Re: sending all postponed emails at once
On 26Oct2007 14:52, Joseph <syscon@xxxxxxxxxxxxx> wrote:
> Is there a way to postpone / delay sending emails till the connection is
> established?
> I was thinking of using mutt with that new OpenMoko phone which is due in
> December :-/
> so I was thinking if there is a way of sending postponed emails all at
> once.
> I know mutt has a way to postpone emails but they are not sent out until I
> re-call them one by one, am I correct?
> I want to send all postponed email once the connection with Internet is
> established by dial-up and/or wifi
You could run a real mail system on the phone (postfix, qmail etc).
I find postfix a little more friendly than qmail for configuration,
but qmail is probably smaller.
Use that for your mail dispatch instead of SMTP to some ISP.

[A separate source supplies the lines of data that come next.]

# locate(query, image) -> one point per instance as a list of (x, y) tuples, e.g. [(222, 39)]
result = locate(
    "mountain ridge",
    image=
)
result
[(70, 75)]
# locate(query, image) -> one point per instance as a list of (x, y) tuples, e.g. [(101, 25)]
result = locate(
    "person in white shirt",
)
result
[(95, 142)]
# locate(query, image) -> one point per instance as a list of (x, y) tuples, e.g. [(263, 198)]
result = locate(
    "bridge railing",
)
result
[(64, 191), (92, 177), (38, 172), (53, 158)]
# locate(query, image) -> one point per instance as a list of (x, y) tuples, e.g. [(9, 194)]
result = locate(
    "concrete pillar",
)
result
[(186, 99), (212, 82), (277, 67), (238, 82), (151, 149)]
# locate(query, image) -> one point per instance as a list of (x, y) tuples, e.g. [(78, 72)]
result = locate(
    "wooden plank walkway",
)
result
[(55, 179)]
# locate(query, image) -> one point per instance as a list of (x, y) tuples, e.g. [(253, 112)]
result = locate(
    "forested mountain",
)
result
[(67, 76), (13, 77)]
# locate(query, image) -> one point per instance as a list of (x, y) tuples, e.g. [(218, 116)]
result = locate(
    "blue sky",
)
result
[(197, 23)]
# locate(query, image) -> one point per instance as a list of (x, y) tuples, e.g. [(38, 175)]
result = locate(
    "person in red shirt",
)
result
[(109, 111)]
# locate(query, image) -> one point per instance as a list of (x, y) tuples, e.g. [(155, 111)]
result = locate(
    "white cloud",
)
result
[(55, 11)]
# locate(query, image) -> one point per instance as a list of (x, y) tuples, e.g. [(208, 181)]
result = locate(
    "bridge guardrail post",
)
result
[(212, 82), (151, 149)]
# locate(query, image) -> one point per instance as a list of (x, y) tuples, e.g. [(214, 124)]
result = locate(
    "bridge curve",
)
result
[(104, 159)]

This has the advantage that it will happily queue on the phone
and deliver when possible.
Mutt itself does not have this kind of queuing, which properly
belongs in the mail system.
Configuring the mail system to deliver may be a little problematic
(though all the problems apply just as well to anything you'd try to make
mutt or another mail reader do anyway).
If you can relay on delivering via "mail" or "smtp" on whatevery wifi
LAN you connect to, you could do that. You need to trust such things of
course.
You could configure it for direct/native SMTP delivery.
You may hit black hole listings when doing this for a roaming device; several
places refuse SMTP from "dynamic" IP ranges - ranges known to be issued to
roaming or home networks.
You could have an ssh tunnel with a port forward for SMTP, to a known host
you control which has a working email system. Have a tiny shell script with
the ssh incantation to start the tunnel. Run "postfix flush" when the tunnel
is up, possibly from the same script.
Cheers,
--
Cameron Simpson <cs@xxxxxxxxxx> DoD#743
http://www.cskk.ezoshosting.com/cs/
It has been observed that one's nose is never so happy as when it is thrust
into the affairs of another, from which some physiologists have drawn the
inference that the nose is devoid of the sense of smell.
Ambrose Bierce (1842-1914), U.S. author. The Devil's Dictionary (1881-1906).